Research & Papers

RuleEdit lets you preview AI model edits before applying them

Failure-guided model editing with prospective previews improves human-AI accuracy by 14%.

Deep Dive

RuleEdit is a new interactive system from arXiv researchers that addresses a critical gap in human-AI collaboration: how to let practitioners detect model failures and inspect the consequences of edits before applying them. The system uses interpretable mismatch signals from rule tables to surface likely failures, then supports user-authored rule feedback with prospective previews of projected performance changes and embedding shifts. In a study with health professionals and students working on stroke rehabilitation assessments, rule-guided failure detection significantly increased Human+AI performance by 14.16% (p<0.001), while reducing over-reliance, under-reliance, and ChangedToWrong decisions.

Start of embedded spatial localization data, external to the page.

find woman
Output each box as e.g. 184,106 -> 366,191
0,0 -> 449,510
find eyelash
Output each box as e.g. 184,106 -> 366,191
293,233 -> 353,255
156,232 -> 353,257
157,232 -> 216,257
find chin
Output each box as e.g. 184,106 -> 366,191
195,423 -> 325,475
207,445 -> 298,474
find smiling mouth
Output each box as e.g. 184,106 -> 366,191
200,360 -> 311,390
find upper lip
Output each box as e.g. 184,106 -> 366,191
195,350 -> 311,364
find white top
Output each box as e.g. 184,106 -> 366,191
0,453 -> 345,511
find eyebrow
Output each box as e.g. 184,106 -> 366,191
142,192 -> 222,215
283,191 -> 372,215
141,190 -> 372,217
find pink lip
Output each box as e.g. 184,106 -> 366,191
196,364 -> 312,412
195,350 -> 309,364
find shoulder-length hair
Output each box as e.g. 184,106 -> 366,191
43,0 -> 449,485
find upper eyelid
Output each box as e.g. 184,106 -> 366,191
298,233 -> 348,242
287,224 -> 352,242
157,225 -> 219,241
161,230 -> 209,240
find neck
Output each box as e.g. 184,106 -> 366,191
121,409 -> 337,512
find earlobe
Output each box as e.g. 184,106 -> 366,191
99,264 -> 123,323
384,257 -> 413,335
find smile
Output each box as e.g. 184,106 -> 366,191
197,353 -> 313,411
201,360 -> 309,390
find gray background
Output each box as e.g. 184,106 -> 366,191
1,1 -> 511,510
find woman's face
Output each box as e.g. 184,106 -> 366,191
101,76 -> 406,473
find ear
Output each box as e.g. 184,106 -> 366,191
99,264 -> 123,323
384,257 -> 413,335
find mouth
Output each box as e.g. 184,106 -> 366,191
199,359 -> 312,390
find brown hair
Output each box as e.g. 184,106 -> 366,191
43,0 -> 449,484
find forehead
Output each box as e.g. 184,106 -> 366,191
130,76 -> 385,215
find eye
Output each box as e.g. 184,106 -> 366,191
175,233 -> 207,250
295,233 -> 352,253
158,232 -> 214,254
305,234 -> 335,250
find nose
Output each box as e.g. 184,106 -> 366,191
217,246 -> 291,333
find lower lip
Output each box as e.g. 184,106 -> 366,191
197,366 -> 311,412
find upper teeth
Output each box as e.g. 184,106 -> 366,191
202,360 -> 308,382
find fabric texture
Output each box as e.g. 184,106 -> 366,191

The prospective embedding previews proved especially powerful—participants who saw them improved their model adaptation feedback, boosting post-update local performance gains from 11.50% to 36.38% after incorporating their rule-based feedback (p<0.001). However, the study also uncovered a critical local-global tradeoff: edits that help a specific case can degrade performance when transferred globally. This finding underscores the need for failure-aware, controllable human-AI systems that let experts understand not just immediate impacts, but ripple effects across the model's entire deployment space.

Key Points
  • RuleEdit surfaces likely AI failures via interpretable mismatch signals from rule tables, enabling targeted editing
  • Prospective impact previews boosted post-update local performance gains from 11.50% to 36.38% (p<0.001)
  • Study revealed a local-global tradeoff: edits beneficial for one case can degrade overall model performance when scaled

Why It Matters

Empowers domain experts to safely edit AI models by predicting failure impacts before deployment.